When Tsze-ch'ih asked about perfect virtue Confucius replied, “In retirement, it is to be sedately grave; in the management of business, to be reverently attentive; in dealing with others, to be strictly sincere. Though a man go among rude, uncultivated tribes, these qualities may not be neglected.”

“The man of perfect virtue, wishing to be established him­self, seeks also to establish others; wishing to be enlarged himself, he seeks also to enlarge others. To be able to judge others as we would wish to be judged ourselves: this may be called the art of virtue.”

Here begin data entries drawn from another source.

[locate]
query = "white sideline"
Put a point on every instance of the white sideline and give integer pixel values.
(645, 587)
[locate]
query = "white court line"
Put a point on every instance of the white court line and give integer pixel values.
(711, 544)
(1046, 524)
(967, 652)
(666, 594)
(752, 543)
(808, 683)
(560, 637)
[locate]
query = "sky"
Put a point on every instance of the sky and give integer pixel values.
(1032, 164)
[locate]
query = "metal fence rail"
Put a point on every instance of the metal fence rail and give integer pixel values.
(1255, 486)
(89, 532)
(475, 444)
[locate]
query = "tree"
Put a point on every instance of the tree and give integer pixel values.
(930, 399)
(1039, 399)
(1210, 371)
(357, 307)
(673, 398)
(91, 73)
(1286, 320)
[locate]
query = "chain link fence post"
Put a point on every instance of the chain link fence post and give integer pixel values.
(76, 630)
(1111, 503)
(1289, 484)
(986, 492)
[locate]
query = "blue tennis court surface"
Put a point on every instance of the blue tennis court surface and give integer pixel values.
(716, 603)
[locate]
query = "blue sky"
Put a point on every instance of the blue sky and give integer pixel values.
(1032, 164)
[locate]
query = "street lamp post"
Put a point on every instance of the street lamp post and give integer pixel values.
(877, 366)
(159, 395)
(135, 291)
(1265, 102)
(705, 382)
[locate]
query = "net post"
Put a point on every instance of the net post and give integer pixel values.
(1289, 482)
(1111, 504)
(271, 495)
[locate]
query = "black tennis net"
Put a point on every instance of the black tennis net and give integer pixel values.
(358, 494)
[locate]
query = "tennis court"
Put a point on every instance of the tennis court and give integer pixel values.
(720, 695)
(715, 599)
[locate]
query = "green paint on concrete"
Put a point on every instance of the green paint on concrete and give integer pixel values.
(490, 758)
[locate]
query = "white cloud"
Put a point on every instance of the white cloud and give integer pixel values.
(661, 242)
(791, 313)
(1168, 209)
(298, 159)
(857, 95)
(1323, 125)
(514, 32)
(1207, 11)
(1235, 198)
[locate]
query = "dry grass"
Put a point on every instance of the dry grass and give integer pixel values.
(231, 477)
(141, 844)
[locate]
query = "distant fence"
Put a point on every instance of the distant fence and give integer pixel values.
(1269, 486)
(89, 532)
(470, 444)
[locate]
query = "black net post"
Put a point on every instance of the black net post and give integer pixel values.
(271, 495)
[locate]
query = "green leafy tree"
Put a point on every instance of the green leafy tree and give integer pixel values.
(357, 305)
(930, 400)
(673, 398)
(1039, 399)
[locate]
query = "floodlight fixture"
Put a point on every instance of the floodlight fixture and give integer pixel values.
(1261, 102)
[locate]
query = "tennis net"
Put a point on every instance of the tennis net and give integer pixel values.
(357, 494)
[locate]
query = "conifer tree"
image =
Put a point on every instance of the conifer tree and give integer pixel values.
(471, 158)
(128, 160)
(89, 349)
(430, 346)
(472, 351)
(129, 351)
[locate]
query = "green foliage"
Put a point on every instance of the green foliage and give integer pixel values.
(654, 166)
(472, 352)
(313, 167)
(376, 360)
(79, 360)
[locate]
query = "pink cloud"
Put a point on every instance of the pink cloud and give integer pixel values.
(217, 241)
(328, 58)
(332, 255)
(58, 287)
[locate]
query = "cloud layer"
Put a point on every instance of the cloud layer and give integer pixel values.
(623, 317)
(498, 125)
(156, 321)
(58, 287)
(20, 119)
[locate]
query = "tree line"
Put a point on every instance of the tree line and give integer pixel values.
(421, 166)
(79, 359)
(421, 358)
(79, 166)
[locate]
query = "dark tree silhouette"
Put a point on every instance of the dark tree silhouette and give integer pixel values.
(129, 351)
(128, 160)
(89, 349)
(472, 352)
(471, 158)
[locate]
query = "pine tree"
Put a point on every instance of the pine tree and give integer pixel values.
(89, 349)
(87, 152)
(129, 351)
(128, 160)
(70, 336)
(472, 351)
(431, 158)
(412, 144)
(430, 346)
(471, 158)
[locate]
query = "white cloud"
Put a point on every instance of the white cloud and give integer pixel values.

Tsze-kung asked, saying, “What do you say of a man who is loved by all the people of his neighborhood?” Confucius replied, “We may not for that reason alone accord him our approval.” “And what do you say of him who is hated by all the people of his neighborhood?” Confucius replied, “We may not for that reason conclude that he is bad. It is better than either of these cases that the good in the neighborhood love him, and the bad hate him.”

The Mean Man
“The superior man cannot be known in little matters; but he may be entrusted with great concerns. The small man may not be entrusted with great concerns but he may be known in little matters. “The superior man thinks of virtue; the small man thinks of comfort. The superior man thinks of the enactions of law; the small man thinks of favors that he may receive. “The mind of the superior man is conversant with righteousness; the mind of the mean man is con­versant with gain. “The superior man seeks to perfect the admirable qualities of men, and does not seek to perfect their bad qualities. The mean man does the opposite of this. “What the superior man seeks, is in himself. What the mean man seeks, is in others.”

“Respectfulness, without the rules of propriety, becomes laborious bustle; carefulness, without the rules of propriety, becomes timidity; boldness, without the rules of propriety, becomes insubordination; straight-forwardness, without the rules of propriety, becomes rudeness.”